To me it looks like the issue here is really: How do you parse the natural language input to figure out that 'He' is the same thing as "the man"? By the time it's in the Semantic Network it's too late: you've lost the fact that statement 2 followed statement 1 and the ambiguity in statement 2 can be resolved using statement 1. Adding a third relation after the fact to say that "He" and "the man" are the same is another option but you still need to understand the sequence of those assertions.
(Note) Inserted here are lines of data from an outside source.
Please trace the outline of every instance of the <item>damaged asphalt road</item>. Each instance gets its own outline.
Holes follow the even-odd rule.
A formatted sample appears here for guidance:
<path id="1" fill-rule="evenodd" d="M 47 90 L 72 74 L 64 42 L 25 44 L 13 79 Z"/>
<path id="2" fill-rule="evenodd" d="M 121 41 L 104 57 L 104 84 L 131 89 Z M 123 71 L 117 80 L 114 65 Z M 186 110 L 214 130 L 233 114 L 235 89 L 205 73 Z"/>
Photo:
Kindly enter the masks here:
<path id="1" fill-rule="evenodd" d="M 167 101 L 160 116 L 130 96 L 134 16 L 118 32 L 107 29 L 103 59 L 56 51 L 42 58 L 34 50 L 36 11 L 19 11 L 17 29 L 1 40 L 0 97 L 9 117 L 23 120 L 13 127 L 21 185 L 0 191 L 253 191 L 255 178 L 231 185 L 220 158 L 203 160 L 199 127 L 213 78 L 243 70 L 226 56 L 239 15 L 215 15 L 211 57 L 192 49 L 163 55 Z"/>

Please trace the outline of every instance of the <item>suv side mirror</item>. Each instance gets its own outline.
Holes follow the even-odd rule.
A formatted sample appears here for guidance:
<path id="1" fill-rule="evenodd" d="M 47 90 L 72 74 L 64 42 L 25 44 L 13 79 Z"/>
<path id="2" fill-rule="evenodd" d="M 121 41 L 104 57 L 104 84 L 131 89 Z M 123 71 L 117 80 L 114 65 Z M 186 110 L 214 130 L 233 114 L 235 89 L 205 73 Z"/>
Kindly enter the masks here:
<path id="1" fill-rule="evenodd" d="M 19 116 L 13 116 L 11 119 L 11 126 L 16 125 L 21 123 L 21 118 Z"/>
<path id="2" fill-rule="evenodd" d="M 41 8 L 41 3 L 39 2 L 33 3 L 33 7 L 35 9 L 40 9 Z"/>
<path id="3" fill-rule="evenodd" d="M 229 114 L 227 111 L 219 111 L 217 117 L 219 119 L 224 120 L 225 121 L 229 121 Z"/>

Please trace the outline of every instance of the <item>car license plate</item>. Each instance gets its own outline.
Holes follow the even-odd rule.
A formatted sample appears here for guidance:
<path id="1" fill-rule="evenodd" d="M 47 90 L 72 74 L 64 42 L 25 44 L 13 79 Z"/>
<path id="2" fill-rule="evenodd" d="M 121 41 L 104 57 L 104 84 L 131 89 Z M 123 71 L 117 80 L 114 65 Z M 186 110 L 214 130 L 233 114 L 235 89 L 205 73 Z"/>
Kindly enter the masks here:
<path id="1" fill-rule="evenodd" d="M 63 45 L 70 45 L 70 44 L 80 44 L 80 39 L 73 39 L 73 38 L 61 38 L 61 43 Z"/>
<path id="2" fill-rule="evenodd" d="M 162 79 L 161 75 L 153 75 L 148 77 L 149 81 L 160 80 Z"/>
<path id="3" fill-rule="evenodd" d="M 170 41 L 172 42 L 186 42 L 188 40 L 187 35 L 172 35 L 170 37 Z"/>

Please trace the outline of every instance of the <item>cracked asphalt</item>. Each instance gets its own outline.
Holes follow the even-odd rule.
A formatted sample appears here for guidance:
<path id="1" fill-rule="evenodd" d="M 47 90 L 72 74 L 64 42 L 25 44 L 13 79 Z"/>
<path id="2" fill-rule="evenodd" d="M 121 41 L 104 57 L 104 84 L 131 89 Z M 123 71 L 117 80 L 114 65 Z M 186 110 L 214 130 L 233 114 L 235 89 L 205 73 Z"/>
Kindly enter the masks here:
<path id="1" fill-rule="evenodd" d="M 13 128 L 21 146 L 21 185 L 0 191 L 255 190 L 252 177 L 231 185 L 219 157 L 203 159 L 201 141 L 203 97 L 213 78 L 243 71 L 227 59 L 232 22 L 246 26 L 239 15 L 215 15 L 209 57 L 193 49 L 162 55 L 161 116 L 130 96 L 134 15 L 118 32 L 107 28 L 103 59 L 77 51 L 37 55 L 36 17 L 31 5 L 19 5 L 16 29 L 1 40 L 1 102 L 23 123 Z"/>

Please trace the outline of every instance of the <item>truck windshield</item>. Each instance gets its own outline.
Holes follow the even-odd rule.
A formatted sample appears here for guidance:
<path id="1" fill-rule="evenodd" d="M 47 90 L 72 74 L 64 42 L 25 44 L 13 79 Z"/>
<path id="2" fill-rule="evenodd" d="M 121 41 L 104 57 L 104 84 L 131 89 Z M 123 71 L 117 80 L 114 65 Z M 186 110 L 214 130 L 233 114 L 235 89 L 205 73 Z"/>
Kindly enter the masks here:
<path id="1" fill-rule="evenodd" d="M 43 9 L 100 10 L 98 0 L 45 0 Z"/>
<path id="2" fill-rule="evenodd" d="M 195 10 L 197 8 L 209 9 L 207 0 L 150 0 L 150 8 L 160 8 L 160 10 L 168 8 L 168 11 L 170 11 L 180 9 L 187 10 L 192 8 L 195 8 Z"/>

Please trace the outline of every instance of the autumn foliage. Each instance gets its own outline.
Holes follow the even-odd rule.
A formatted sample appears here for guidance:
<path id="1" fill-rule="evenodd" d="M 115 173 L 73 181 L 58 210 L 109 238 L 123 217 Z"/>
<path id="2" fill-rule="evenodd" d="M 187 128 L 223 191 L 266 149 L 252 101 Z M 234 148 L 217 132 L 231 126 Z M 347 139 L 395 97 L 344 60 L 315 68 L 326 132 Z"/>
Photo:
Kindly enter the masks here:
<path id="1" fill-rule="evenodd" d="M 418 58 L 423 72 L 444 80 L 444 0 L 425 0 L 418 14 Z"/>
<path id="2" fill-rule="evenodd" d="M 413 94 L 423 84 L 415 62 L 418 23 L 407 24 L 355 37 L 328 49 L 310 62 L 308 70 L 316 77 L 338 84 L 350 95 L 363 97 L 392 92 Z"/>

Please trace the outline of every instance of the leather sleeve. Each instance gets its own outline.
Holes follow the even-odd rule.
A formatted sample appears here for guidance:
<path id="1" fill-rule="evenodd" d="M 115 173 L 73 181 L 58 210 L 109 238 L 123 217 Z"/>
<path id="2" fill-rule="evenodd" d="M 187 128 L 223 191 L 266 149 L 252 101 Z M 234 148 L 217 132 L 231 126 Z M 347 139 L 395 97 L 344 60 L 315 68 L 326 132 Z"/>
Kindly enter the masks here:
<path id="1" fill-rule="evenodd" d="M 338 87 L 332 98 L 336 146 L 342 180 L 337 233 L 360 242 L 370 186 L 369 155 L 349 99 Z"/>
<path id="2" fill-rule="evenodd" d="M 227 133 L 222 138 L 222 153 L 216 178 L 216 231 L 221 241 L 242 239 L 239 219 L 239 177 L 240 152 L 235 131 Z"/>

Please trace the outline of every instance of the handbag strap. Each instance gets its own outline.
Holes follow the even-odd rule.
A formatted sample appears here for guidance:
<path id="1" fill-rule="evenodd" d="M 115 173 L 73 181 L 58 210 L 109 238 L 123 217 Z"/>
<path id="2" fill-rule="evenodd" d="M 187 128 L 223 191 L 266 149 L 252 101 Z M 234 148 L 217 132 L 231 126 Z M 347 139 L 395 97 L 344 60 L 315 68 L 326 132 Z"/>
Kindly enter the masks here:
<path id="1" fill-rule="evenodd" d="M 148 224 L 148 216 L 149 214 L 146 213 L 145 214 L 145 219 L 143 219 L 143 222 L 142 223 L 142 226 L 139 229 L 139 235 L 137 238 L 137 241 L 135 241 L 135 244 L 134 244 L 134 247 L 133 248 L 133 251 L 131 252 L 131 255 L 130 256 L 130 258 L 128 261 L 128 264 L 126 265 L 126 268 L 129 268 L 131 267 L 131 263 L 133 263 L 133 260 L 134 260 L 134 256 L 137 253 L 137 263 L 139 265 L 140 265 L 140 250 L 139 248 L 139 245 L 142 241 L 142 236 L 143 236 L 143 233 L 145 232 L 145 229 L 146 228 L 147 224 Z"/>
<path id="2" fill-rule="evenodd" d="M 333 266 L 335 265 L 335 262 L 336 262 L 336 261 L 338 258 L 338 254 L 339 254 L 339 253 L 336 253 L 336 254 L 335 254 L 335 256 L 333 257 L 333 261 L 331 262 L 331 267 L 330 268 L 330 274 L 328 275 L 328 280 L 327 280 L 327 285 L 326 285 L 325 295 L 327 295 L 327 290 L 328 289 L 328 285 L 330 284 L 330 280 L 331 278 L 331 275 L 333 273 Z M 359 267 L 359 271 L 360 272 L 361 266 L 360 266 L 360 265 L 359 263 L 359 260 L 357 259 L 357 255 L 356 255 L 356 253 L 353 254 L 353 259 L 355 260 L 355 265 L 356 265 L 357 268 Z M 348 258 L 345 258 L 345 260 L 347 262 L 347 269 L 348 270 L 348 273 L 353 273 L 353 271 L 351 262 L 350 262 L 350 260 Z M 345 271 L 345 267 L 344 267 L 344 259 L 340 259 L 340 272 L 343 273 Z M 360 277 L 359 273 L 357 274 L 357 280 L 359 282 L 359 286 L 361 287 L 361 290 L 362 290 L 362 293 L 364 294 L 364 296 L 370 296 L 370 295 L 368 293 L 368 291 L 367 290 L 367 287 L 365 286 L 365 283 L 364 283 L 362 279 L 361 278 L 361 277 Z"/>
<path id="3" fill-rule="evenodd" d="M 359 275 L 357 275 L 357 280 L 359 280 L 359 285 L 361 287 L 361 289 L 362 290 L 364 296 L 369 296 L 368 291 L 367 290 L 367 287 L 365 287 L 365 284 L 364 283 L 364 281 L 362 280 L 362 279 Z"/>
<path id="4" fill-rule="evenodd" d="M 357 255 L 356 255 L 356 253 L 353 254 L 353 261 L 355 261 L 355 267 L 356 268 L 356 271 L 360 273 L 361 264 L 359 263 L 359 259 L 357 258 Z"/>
Most NLP parsers seem to focus on parsing single sentences or large blocks of text but less frequently on handling conversations. In my own NLP engine there's a conversation history which allows one sentence to be understood in the context of all the sentences that came before it (and also the parsed, strongly-typed objects that they referred to). So the way I would handle this is to realize that "He" is ambiguous in the current sentence and then look back to try to figure out who the last male person was that was mentioned.
In the case of my home for example, it might tell you that you missed a call from a number that's not in its database. You can type "It was John Smith" and it can figure out that "It" means the call that was just mentioned to you. But if you typed "Tag it as Party Music" right after the call it would still resolve to the song that's currently playing because the house is looking back for something that is ITaggable.
I'm not exactly sure if this is what you want, but take a look at natural language generation wikipedia, the "reverse" of parsing, constructing derivations that conform to the given semantical constraints.